This is mostly for folks who work at Twitter or who have heard some behind-the-scenes stories about what it took to do this change.
Given that Twitter has long been only allowing 140 characters, I'm wondering if the 140 character limit assumption was hard-baked into any parts of their architecture that they had to spend time refactoring, or if it was as simple as removing a constraint on the front-most part of their stack? Did it for example require any changes to the storage layer?
The technical “changing-140-to-280” is only one aspect of the work. Other very important aspects include QA (e.g does increasing the limit break the layout when 280 characters are used?) and data science (e.g does having longer tweets actually keep people on Twitter longer and increase engagement)?
Both of those are reasons why companies do staged rollouts of features incase the company makes a mistake.
Agreed, but also storage requirements I would imagine. Those extra 140 characters add up quick in an environment like Twitter.

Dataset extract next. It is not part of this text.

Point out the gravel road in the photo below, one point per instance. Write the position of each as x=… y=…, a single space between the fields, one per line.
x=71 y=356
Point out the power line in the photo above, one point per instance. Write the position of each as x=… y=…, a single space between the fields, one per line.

It's estimated at 500 million tweets a day. So UTF-8 characters take 1 byte. That's an extra 140 bytes needed per tweet (at the minimum, I'm not positive on how it's stored in the back end if they do ngrams or whatever else to a tweet). So that's 70,000,000,000 bytes. That's... 70GB, right? 70gb per day, that's an extra 24.920 TB of space needed per year. Not a large amount. Hell, I have a surveillance server with more storage than that. But then running analytics against that extra data, ALL THE DAMN TIME. Plus, if going 280 does, in theory, increase usage, then that number would be higher. I'm assuming UTF-8. I think I'm wrong. Might be 16, which then increases it to...6 bytes a character? I should really open a google tab, but I'm too lazy. I already grabbed a calculator. My exercise for the day is met :P
An extra 140 character SEEMS small, but on Twitter scale, that's not a light matter. Shit like that can run away on you fast.
edit: Jesus Christ, yes, I didn't include every single bloody thing. This is just a simple 5 minute example how Twitter scale can have a huge impact on "small" decisions. There's outliers in the average statistics. Not everyone will use the full character limit, frequency changes, etc. Nitpickers man...
Only a small percentage of tweets actually use 140, I would not assume that because the limit is doubled 100% of new tweets will be 240. Probably less than 5% of tweets will go beyond 140.
There is also increased network traffic, more bytes to keep in the caches (RAM?), maybe effectively doubling the amount of data you store (in the worst case) creates terrible effects on (some of) your queries and increase latency somewhere in the system and you have to find where...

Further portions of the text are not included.